To see how you can set this up, have a look here for a text tutorial, and at this amazing playlist for a comprehensive video tutorial
If setting up Colab felt like easy mode, and you feel like local development (aka, running Jupyter Notebooks on your own computer, instead of Google’s servers) is the better fit for you (because of a higher RAM, or if you’re tired of uploading your datasets to Google Drive everytime you want to do a project), check out this for a tutorial on how you can do it.
NOTE: For SOC’23, we would highly recommend you to use Google Colab
In today’s digital era, online marketplaces have become an integral part of our lives. With the convenience of browsing through a vast array of products and making purchases from the comfort of our homes, online shopping has experienced exponential growth. these virtual shopping havens offer a seemingly endless array of products at our fingertips. However, amidst this vast ocean of choices, finding the perfect product at the best price can feel like searching for a needle in a haystack.This assignment sets out on an exhilarating journey to create such a companion—a cutting-edge recommendation and price prediction model that will revolutionize the online shopping experience.

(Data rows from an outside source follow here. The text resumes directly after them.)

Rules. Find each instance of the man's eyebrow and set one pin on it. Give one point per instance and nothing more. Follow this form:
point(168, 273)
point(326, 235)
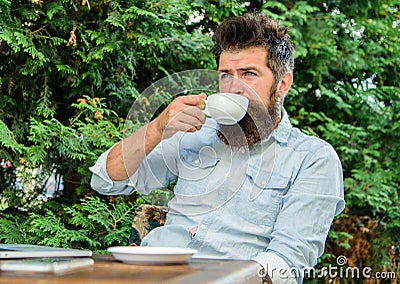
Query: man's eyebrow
point(246, 68)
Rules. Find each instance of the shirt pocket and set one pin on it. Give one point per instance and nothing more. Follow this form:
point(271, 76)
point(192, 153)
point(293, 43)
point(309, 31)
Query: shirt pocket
point(260, 199)
point(195, 168)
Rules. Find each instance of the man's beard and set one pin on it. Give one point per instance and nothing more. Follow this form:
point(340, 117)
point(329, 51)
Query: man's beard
point(256, 125)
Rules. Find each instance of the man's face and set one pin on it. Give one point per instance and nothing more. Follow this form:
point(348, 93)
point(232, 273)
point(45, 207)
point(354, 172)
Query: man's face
point(245, 72)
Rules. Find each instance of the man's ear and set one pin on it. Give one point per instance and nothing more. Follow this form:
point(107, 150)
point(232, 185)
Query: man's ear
point(284, 84)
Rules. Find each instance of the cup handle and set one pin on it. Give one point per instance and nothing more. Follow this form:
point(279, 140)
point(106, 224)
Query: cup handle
point(205, 110)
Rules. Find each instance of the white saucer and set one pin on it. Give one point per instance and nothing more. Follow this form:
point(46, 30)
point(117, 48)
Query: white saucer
point(151, 255)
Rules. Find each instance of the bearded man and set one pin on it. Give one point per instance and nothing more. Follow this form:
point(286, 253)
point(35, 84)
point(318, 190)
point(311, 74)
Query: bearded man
point(259, 189)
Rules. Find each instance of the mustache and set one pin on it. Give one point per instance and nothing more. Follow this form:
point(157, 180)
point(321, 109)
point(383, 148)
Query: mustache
point(256, 125)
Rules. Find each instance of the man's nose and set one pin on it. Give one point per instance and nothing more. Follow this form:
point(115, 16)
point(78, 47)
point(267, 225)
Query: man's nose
point(232, 85)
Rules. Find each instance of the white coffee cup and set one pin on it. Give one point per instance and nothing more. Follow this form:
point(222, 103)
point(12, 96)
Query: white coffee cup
point(226, 108)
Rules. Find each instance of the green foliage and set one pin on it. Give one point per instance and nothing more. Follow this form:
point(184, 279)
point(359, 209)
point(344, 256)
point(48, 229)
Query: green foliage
point(94, 224)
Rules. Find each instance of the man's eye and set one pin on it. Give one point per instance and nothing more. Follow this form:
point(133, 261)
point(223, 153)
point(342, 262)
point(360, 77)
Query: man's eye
point(225, 76)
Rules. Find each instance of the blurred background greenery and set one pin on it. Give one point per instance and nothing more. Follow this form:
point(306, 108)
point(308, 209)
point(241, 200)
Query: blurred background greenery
point(70, 71)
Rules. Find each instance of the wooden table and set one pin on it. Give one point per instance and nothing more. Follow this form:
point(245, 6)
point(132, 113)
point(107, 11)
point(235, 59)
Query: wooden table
point(107, 270)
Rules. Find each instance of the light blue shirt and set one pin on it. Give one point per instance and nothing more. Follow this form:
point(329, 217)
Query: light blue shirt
point(271, 203)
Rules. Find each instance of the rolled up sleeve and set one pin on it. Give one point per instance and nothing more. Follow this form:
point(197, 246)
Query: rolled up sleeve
point(103, 184)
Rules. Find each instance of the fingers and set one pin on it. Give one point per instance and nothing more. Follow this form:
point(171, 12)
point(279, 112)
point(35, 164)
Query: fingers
point(183, 114)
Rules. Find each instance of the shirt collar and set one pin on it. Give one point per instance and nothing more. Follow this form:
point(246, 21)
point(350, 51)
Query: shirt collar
point(282, 132)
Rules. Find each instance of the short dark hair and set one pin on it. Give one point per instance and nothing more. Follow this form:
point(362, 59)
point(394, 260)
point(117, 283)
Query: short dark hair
point(253, 30)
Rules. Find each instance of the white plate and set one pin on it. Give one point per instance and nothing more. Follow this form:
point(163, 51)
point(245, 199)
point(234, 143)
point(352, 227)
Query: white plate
point(151, 255)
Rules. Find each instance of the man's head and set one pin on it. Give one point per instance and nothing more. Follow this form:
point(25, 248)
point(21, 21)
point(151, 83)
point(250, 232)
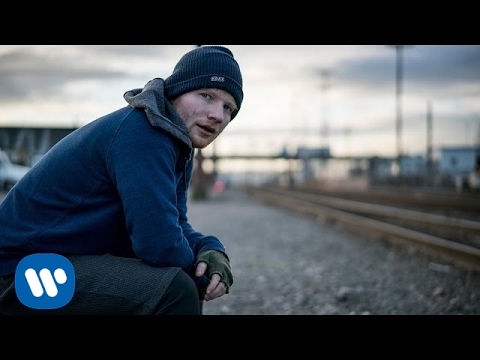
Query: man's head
point(206, 67)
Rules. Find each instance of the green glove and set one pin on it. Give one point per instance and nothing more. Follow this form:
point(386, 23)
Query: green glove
point(217, 263)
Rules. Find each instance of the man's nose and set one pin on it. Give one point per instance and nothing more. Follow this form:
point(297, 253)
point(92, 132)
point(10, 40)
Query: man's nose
point(216, 112)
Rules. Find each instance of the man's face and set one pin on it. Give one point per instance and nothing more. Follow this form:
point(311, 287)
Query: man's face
point(206, 113)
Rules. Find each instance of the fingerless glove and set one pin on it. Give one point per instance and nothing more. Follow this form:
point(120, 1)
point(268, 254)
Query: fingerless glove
point(217, 263)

The aim is to build a model that can give recommendations and price prediction for various products on online marketplace by utilising the data about prices on existing online platforms.
Exploratory Data Analysis-EDA( Bonus Task): Explore the scraped data to gain insights and understand the distribution of prices. Calculate the total statistics, such as mean, median, minimum, and maximum prices. To determine the patterns or outliers, you can visualize your figures by means of histograms, box graphs and scatter plots.
Model Selection and Training: Choose a suitable machine learning model for price prediction, such as linear regression, decision trees, or random forests. Split the data into training and testing sets. In view of product characteristics as inputs and corresponding prices being the target variable, train a selected model with training data.
Model Evaluation: Evaluate the trained model’s performance using appropriate metrics like mean squared error (MSE), root mean squared error (RMSE), or mean absolute error (MAE). To evaluate the model’s accuracy and reliability, a comparison between expected prices and actual prices from testing data can be made.